Bisogna ricordare, bisogna capire, bisogna chiedere. Per questo in occasione del XXVII anniversario della strage si inaugura a Bologna il museo per la Memoria di Ustica: lì il relitto del Dc9 Itavia, il testimone-protagonista della vicenda che ha accompagnato nell'ultimo viaggio, fino all'ultimo palpito di vita, le 81 vittime innocenti, ripescato dal Tirreno e ricomposto per effettuare le varie perizie a Pratica di Mare, poi riportato a Bologna da dove era iniziato il suo ultimo viaggio, dialogherà con una grande istallazione di Christian Boltanski, uno dei più importanti artisti contemporanei a livello mondiale, che ha fatto della memoria il tema costante della sua ricerca.
E ci porrà con maggior forza, anche con l'emozione dell'arte, le domande che in questi anni abbiamo rivolto alle Istituzioni che non hanno reagito con un sussulto di dignità nazionale quando il giudice Priore, dal 1999, ci ha posto davanti una prima verità sulla tragedia: «l'incidente al DC9 è occorso a seguito di azione militare di intercettamento, il Dc9 è stato abbattuto, è stata spezzata la vita a 81 cittadini innocenti con un'azione, che è stata propriamente atto di guerra, guerra di fatto e non dichiarata, operazione di polizia internazionale coperta contro il nostro Paese, di cui sono stati violati i confini e i diritti.
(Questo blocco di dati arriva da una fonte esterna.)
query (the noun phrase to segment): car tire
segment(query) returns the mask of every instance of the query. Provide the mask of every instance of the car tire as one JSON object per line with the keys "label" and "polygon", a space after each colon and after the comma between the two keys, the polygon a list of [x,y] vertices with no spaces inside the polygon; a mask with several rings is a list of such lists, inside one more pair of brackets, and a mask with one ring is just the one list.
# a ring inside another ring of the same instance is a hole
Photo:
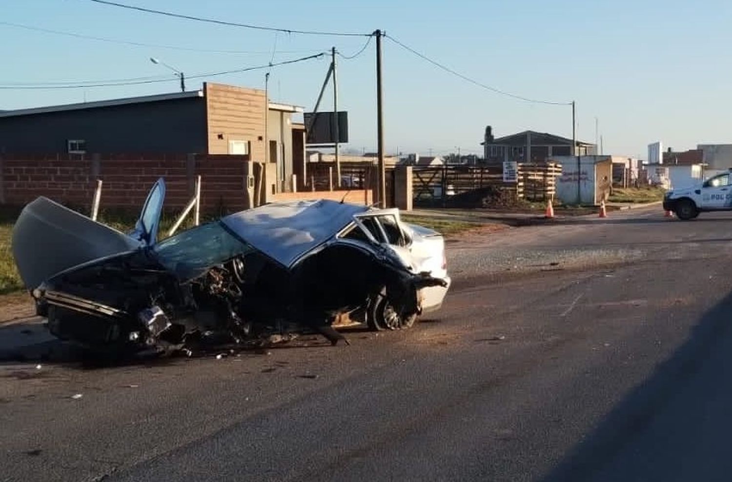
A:
{"label": "car tire", "polygon": [[417,321],[417,314],[405,315],[398,312],[389,300],[386,287],[371,296],[366,310],[366,323],[374,331],[401,330],[411,328]]}
{"label": "car tire", "polygon": [[699,215],[699,211],[696,208],[696,205],[694,203],[694,201],[690,199],[682,199],[679,200],[676,204],[674,212],[676,214],[676,217],[683,221],[693,219]]}

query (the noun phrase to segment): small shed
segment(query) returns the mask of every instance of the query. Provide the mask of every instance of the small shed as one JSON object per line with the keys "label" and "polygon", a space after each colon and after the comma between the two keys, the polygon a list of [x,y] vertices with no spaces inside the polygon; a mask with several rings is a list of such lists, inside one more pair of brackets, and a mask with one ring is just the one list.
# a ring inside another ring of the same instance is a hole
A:
{"label": "small shed", "polygon": [[608,200],[613,182],[612,156],[558,156],[551,160],[561,164],[561,176],[556,178],[556,195],[561,202],[599,204]]}
{"label": "small shed", "polygon": [[669,164],[668,181],[671,189],[687,187],[701,181],[704,176],[702,164]]}

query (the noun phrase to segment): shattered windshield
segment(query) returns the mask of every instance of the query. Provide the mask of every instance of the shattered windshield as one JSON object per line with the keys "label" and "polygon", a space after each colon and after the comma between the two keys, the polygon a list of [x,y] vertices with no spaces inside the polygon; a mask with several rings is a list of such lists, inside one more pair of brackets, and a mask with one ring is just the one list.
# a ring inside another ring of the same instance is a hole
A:
{"label": "shattered windshield", "polygon": [[160,241],[153,250],[163,266],[179,278],[187,279],[254,248],[234,237],[219,222],[211,222]]}

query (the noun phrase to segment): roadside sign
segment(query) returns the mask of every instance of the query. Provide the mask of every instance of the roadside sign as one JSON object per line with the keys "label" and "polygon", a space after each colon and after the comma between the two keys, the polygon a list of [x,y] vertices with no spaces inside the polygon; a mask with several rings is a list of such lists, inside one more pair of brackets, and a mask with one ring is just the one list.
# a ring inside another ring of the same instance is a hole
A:
{"label": "roadside sign", "polygon": [[504,182],[516,182],[518,181],[517,171],[518,163],[511,161],[504,161]]}

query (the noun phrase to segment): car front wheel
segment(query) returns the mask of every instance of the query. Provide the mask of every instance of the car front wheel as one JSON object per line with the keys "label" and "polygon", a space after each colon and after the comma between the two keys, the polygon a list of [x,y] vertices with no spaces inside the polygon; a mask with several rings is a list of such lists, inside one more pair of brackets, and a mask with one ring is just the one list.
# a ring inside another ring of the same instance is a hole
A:
{"label": "car front wheel", "polygon": [[410,328],[417,320],[417,314],[400,312],[389,299],[386,287],[382,287],[378,293],[369,300],[367,323],[372,330],[401,330]]}
{"label": "car front wheel", "polygon": [[679,201],[675,211],[676,216],[679,219],[688,221],[699,215],[699,211],[696,208],[696,205],[689,199],[682,199]]}

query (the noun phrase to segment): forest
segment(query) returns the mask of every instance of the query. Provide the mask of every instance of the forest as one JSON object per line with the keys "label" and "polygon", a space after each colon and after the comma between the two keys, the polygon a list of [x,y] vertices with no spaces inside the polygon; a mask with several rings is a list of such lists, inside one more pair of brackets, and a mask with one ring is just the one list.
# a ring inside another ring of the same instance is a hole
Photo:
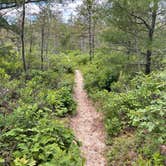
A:
{"label": "forest", "polygon": [[166,166],[166,1],[0,0],[0,166]]}

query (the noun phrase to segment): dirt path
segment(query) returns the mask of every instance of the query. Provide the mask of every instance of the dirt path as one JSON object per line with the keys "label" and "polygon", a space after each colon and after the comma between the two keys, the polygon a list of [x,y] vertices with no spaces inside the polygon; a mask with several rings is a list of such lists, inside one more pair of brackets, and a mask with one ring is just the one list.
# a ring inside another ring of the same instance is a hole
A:
{"label": "dirt path", "polygon": [[102,124],[102,115],[96,112],[92,101],[83,89],[83,77],[76,70],[75,99],[78,104],[77,115],[71,119],[71,127],[76,137],[82,142],[81,151],[86,159],[86,166],[105,166],[105,132]]}

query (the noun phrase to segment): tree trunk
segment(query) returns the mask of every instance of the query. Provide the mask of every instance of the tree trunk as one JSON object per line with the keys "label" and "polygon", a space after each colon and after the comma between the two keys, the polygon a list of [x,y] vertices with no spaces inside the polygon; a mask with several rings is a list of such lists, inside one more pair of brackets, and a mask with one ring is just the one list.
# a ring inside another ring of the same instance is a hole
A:
{"label": "tree trunk", "polygon": [[157,4],[154,5],[154,9],[152,12],[152,22],[151,27],[149,28],[148,38],[149,38],[149,46],[146,53],[146,68],[145,74],[150,74],[151,72],[151,56],[152,56],[152,43],[153,43],[153,34],[156,25],[156,17],[157,17]]}
{"label": "tree trunk", "polygon": [[21,44],[22,44],[22,61],[23,61],[23,68],[26,73],[26,59],[25,59],[25,42],[24,42],[24,26],[25,26],[25,3],[23,3],[22,8],[22,24],[21,24]]}
{"label": "tree trunk", "polygon": [[95,22],[93,21],[93,36],[92,36],[92,57],[94,58],[95,55]]}
{"label": "tree trunk", "polygon": [[89,58],[92,60],[92,7],[89,5],[88,7],[88,33],[89,33]]}
{"label": "tree trunk", "polygon": [[43,70],[44,63],[44,25],[41,28],[41,70]]}
{"label": "tree trunk", "polygon": [[30,21],[30,39],[29,39],[29,58],[28,58],[28,64],[27,64],[27,68],[30,69],[30,58],[32,55],[32,46],[33,46],[33,28],[32,28],[32,23]]}

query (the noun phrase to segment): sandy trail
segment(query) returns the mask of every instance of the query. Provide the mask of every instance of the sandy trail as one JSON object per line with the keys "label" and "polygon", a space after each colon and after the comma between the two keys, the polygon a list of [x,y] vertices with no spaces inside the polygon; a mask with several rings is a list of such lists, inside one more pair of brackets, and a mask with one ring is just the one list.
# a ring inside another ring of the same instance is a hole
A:
{"label": "sandy trail", "polygon": [[106,166],[102,115],[96,112],[92,101],[87,97],[79,70],[76,70],[75,83],[74,97],[78,106],[77,115],[71,119],[71,127],[77,139],[82,142],[81,151],[86,159],[86,166]]}

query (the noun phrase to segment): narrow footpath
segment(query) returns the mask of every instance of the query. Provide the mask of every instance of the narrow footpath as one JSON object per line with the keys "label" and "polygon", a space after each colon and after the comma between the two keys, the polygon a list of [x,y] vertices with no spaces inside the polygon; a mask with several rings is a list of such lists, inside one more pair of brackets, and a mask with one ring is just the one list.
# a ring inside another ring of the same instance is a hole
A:
{"label": "narrow footpath", "polygon": [[77,115],[71,119],[71,127],[77,139],[82,142],[81,151],[86,159],[86,166],[106,166],[103,116],[96,111],[83,89],[83,77],[79,70],[75,72],[75,84]]}

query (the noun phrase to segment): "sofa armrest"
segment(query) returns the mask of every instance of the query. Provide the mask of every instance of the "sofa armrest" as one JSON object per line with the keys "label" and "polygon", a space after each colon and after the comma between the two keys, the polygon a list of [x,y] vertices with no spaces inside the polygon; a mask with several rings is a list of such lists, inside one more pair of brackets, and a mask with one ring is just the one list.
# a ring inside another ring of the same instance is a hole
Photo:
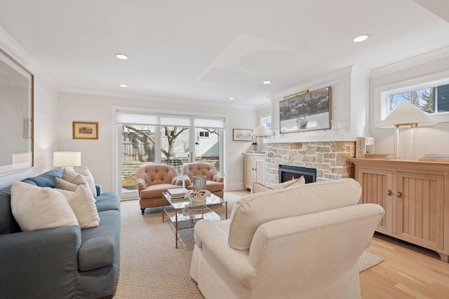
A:
{"label": "sofa armrest", "polygon": [[217,174],[213,176],[213,177],[212,178],[212,181],[216,181],[218,183],[223,183],[223,181],[224,181],[224,178],[220,176],[220,174]]}
{"label": "sofa armrest", "polygon": [[101,185],[95,184],[95,189],[97,190],[97,196],[101,195]]}
{"label": "sofa armrest", "polygon": [[192,181],[190,181],[190,176],[187,174],[182,175],[182,179],[185,182],[185,188],[187,188],[190,185],[192,185]]}
{"label": "sofa armrest", "polygon": [[226,232],[208,219],[202,219],[195,224],[196,245],[201,250],[208,250],[231,276],[246,288],[250,288],[256,273],[250,265],[249,253],[229,246],[227,237]]}
{"label": "sofa armrest", "polygon": [[0,235],[1,295],[73,297],[81,243],[78,225]]}
{"label": "sofa armrest", "polygon": [[147,182],[143,179],[138,179],[138,189],[139,189],[139,196],[140,196],[140,191],[147,188]]}

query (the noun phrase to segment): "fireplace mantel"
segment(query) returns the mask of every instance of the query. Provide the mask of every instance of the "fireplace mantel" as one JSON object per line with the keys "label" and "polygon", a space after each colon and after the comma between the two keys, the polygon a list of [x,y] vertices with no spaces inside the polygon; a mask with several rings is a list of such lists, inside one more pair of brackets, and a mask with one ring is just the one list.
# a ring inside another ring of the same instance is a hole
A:
{"label": "fireplace mantel", "polygon": [[290,144],[296,142],[326,142],[326,141],[355,141],[358,135],[333,134],[307,134],[301,133],[276,134],[274,138],[264,139],[264,144]]}

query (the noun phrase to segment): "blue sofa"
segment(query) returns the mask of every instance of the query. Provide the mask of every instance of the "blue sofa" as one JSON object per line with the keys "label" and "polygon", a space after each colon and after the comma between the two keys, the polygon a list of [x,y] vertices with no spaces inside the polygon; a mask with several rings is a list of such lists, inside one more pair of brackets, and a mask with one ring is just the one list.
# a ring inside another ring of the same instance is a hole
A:
{"label": "blue sofa", "polygon": [[[55,187],[62,169],[22,181]],[[120,200],[97,186],[100,225],[22,232],[11,208],[11,186],[0,189],[0,296],[5,298],[112,298],[120,247]]]}

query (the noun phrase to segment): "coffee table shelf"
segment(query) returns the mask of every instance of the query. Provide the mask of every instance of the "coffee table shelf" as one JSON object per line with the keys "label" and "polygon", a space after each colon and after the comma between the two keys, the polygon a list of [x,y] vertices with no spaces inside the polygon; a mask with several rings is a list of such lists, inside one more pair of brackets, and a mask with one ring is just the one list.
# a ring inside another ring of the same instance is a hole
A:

Nessuno ha dato la minima spiegazione di quanto è avvenuto».
Penso che solo il sospetto dell'abbattimento di un aereo civile durante il viaggio su una rotta interna avrebbe richiesto ben altra determinazione, ad esempio nelle richieste di spiegazioni a Paesi amici ed alleati.
E analoghe le domande alla politica che negli anni non ha saputo trovare la forza per chiedere conto di tutto ciò che è successo quando era stata la Commissione Stragi del compianto senatore Gualtieri ad «indicare al parlamento le responsabilità delle istituzioni militari per avere trasformato una "normale" inchiesta sulla perdita di un aereo civile, con tutti i suoi 81 passeggeri, in un insieme di menzogne, di reticenze, di deviazioni, al termine del quale, alle 81 vittime, se ne è aggiunta un'altra: l'Aeronautica militare».
Quel relitto è diventato il simbolo dell'impegno per la verità, prima inabissata nell'indifferenza, poi poco alla volta richiamata all'attenzione, ripescata con una grande mobilitazione dell'opinione pubblica, poi studiata, sistemata, in parte conquistata da una stagione di impegno della magistratura. Oggi ritrovarsi attorno a quella carcassa, sentire le emozioni trasmesse da una grande opera d'arte, deve dare ancor più la forza per raccogliere documentazione, per studiare quell'avvenimento e questi lunghi anni di impegno civile e di vita politica italiana.
Non cerchiamo una memoria retorica imbalsamata che dia tranquillità, vogliamo una memoria che faccia sentire il bruciore della ferita spinga ancora all'impegno che aumenti l'ostinazione della ricerca.
La completa verità deve rimanere il nostro orizzonte, verità per i nostri cari, per 81 cittadini innocenti, ma , a questo punto, ancor di più per la dignità di tutti: a partire dalla vicenda di Ustica bisogna ribadire che l'Italia non può più essere il Paese delle troppe verità negate.